Remember that much of the primary research you conduct will require close collaboration with the affected communities in order to know how the emergency is affecting them and their behaviors. Involving the communities from the early stages of your communication response can also increase their engagement and support for your activities. Beware of “survey fatigue,” or “participation fatigue,” where affected communities are repeatedly surveyed by multiple organizations who come to deliver response activities. As communities see more and more actors approaching them but no concrete changes, they can become frustrated, disillusioned, disengaged and even resistant.

What’s more, having been asked the same questions multiple times, interviewees might repeat answers they believe are “correct.” One way to avoid this issue is to ensure coordination of studies with the government and other organizations. The tips in the box below should help you address some of the common challenges associated with carrying out primary research in an emergency.

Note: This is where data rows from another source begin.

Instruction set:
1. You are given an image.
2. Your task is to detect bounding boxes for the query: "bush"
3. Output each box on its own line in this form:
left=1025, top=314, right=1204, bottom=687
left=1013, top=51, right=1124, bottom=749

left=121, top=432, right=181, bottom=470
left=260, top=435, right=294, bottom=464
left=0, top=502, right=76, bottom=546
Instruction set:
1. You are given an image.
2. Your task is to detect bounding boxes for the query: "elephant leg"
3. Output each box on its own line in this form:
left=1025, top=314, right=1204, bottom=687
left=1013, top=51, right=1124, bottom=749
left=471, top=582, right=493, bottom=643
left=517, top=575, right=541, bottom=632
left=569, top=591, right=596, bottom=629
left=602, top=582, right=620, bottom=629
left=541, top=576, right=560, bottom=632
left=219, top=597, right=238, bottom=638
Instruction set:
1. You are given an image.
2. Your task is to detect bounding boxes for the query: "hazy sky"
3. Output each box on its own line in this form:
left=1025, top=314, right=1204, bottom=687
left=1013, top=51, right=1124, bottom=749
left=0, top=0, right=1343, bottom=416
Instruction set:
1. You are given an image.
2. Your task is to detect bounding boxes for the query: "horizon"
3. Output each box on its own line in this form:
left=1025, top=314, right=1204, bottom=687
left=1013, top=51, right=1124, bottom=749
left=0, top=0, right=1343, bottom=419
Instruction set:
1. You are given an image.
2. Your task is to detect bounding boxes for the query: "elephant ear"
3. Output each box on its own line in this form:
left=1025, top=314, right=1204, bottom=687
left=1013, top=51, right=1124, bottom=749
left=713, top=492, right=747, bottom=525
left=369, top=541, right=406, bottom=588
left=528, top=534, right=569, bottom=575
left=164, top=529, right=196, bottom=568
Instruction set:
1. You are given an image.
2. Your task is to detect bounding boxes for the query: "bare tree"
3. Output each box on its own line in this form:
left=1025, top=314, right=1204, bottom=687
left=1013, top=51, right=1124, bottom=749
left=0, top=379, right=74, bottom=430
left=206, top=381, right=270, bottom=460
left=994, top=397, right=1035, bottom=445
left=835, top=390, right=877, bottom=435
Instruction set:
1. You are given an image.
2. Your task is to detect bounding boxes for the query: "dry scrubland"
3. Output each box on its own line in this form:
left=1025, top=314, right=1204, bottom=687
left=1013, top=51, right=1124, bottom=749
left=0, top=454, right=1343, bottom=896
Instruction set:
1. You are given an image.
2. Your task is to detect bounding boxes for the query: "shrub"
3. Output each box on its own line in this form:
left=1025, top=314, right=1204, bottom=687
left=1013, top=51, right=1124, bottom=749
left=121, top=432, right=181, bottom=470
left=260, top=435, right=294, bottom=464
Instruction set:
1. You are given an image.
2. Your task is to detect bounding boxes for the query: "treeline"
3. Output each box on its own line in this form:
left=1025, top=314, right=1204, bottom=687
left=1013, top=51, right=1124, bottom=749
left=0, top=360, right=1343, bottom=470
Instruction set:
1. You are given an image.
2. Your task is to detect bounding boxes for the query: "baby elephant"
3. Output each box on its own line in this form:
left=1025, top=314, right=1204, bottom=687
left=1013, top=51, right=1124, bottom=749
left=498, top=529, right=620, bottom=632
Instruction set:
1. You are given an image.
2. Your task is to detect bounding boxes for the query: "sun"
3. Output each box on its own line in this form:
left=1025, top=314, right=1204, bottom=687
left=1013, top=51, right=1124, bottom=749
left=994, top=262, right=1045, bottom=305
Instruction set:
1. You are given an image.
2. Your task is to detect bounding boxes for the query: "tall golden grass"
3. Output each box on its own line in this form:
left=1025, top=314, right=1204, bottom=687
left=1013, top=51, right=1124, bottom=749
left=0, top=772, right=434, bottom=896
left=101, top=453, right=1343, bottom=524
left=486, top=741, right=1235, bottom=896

Tips for Conducting Primary Research

Be mindful of ethical considerations, including in-country requirements. IRB approval is required in most countries to carry out research; although some review boards have special procedures for emergency situations, obtaining ethical approval can take a long time and may not be possible during an outbreak. You must ensure that you respect ethical requirements for whatever primary research you plan to conduct. Discuss these with the IRB in the country and other relevant institutions (such as universities and research institutes).

Look for partners who may have strong research expertise and can support the primary research that needs to be conducted.

Involve the community and its members in the research process. They can contribute to developing the approach and the questions, recruiting participants and conducting the research.

Train data collectors and enumerators in the research methodology and ethical considerations (e.g., confidentiality and informed consent).

Ensure confidentiality and put systems in place that protect the confidentiality of any data collected.

Obtain informed consent, ensuring that participants know exactly the purpose of the research, how the information will be used, and that they may opt out of the process at any stage with no consequences.